Par La Rédaction | Lementor.net
Le tribunal d’Abidjan a reporté au 22 octobre 2026 sa décision dans l’affaire opposant deux cadres du PDCI-RDA, TchéTché et Siaba, à Tidjane Thiam, président du parti fondé par Félix Houphouët-Boigny. Ce report prolonge une crise judiciaire et politique qui fragilise la principale formation d’opposition ivoirienne à un moment où elle a précisément besoin de toutes ses forces pour préparer les municipales de 2027 et reconstruire une implantation territoriale après les défaites électorales successives de 2025.
La procédure porte sur la légitimité de l’élection de Tidjane Thiam à la tête du PDCI lors du congrès extraordinaire de mai 2023. Les requérants TchéTché et Siaba contestent les conditions dans lesquelles ce congrès s’est tenu et la validité juridique de l’élection qui en a résulté. Ce contentieux traîne depuis plus d’un an dans les couloirs des tribunaux ivoiriens sans que les deux parties ne parviennent à le résoudre en interne. Le report au 22 octobre dit que le tribunal a besoin de temps supplémentaire pour examiner des éléments de procédure complexes dont la jonction des deux procédures TchéTché et Siaba en un seul dossier avait déjà retardé l’examen. Il dit aussi que Tidjane Thiam dirigera le PDCI dans une situation d’incertitude juridique pendant encore plusieurs semaines dans un contexte où chaque journée de flou institutionnel fragilise davantage la capacité du parti à se projeter vers l’avenir.

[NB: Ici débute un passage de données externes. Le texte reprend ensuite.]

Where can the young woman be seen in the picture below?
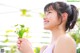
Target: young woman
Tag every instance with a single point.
(59, 17)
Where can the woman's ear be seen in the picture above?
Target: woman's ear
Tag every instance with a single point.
(64, 16)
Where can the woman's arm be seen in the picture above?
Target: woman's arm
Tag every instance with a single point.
(24, 46)
(65, 45)
(42, 49)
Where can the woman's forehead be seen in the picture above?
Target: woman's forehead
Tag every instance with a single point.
(49, 8)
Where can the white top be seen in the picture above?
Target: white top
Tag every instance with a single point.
(49, 49)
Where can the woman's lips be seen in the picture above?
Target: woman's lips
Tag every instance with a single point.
(46, 21)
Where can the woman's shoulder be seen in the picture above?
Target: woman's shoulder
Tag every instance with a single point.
(66, 39)
(43, 48)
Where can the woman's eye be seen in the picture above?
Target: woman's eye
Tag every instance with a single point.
(49, 12)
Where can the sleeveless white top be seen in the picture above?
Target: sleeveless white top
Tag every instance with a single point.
(48, 49)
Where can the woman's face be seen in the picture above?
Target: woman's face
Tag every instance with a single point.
(51, 19)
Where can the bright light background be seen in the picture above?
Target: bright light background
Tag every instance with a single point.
(10, 14)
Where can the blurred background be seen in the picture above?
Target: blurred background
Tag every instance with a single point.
(25, 17)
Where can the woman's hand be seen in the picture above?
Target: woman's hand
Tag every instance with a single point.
(24, 45)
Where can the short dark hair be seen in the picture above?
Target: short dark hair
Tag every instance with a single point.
(62, 7)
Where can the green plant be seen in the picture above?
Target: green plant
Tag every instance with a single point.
(21, 30)
(78, 50)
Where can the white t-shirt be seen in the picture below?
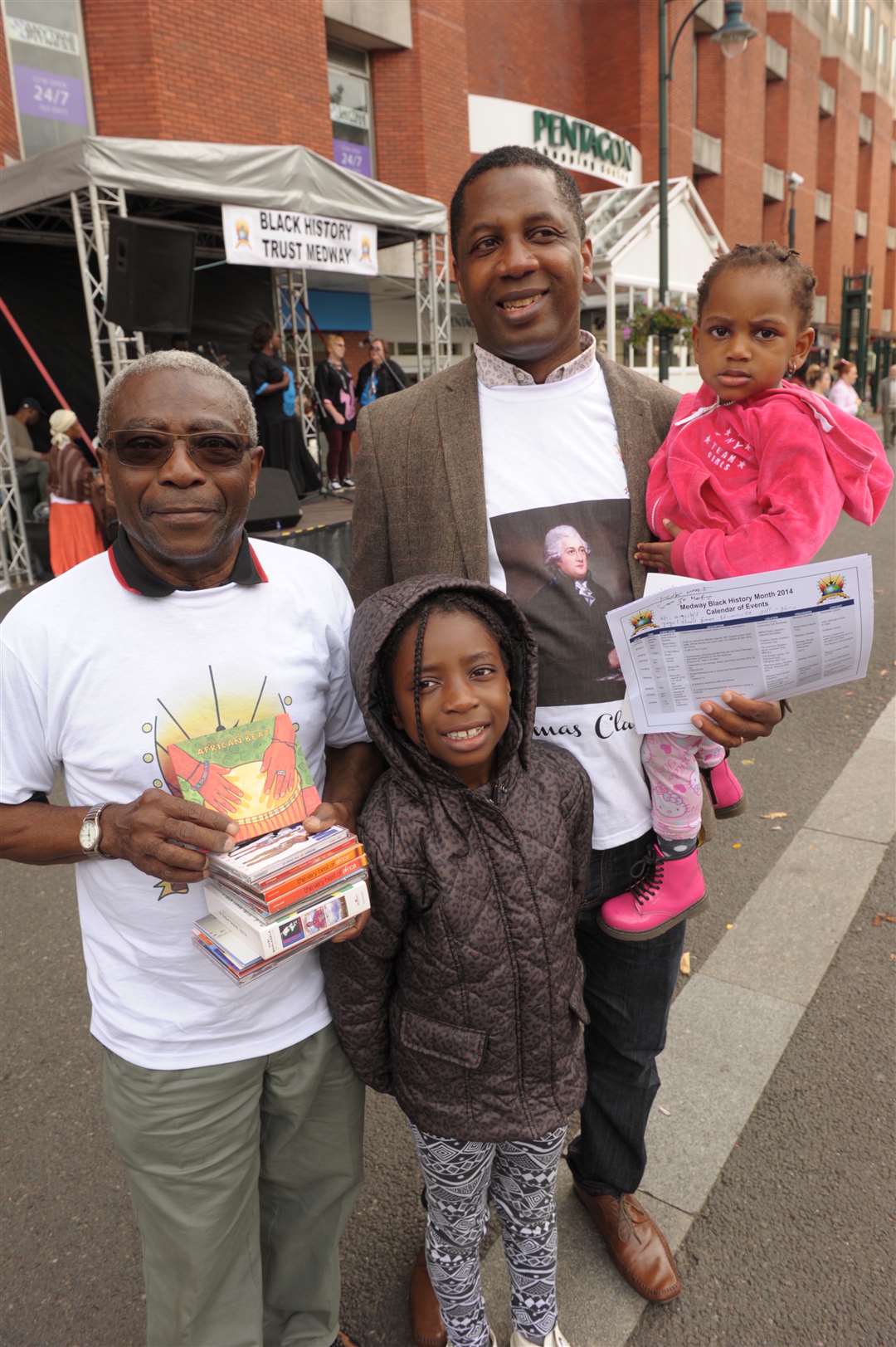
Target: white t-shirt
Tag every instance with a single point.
(552, 458)
(99, 679)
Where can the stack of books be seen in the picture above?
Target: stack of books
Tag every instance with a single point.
(280, 891)
(280, 895)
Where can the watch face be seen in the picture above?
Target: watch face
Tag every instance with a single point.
(90, 836)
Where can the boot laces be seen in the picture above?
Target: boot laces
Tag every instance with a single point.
(648, 877)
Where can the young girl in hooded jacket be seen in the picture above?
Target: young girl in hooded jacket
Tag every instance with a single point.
(464, 996)
(752, 476)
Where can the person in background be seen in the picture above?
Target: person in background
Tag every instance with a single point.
(889, 407)
(272, 387)
(818, 380)
(32, 465)
(333, 384)
(380, 376)
(844, 393)
(75, 529)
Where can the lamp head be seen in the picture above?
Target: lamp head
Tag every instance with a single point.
(736, 32)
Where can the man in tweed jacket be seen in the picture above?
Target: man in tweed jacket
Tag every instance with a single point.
(429, 476)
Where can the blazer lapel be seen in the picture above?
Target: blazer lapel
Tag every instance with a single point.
(461, 437)
(637, 443)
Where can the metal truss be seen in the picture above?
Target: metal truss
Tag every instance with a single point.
(291, 309)
(433, 300)
(15, 560)
(110, 346)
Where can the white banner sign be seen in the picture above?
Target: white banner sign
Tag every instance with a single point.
(255, 237)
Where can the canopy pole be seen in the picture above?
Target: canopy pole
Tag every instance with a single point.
(110, 345)
(304, 339)
(15, 559)
(421, 300)
(291, 293)
(440, 303)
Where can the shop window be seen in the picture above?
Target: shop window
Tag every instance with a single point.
(351, 108)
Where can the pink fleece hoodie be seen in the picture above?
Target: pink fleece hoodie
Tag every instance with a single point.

Cette situation judiciaire s’inscrit dans un contexte politique plus large qui rend ce dossier plus lourd qu’il n’y paraît à première lecture. Tidjane Thiam est installé à l’étranger depuis plus d’un an. Sa présence physique en Côte d’Ivoire est limitée et son pilotage du parti se fait essentiellement à distance via des mandataires et des délégations. Le Nouveau Réveil, journal proche du PDCI, avait dénoncé cette situation comme inacceptable pour les partisans. La délégation de quatre membres du parti au défilé du 7 août à Yopougon, dont trois anciens ministres, avait dit que le PDCI choisissait la présence institutionnelle malgré ses tensions internes. Mais une présence sans son président physiquement en Côte d’Ivoire dit aussi les limites d’une direction partisane qui fonctionne en mode dégradé.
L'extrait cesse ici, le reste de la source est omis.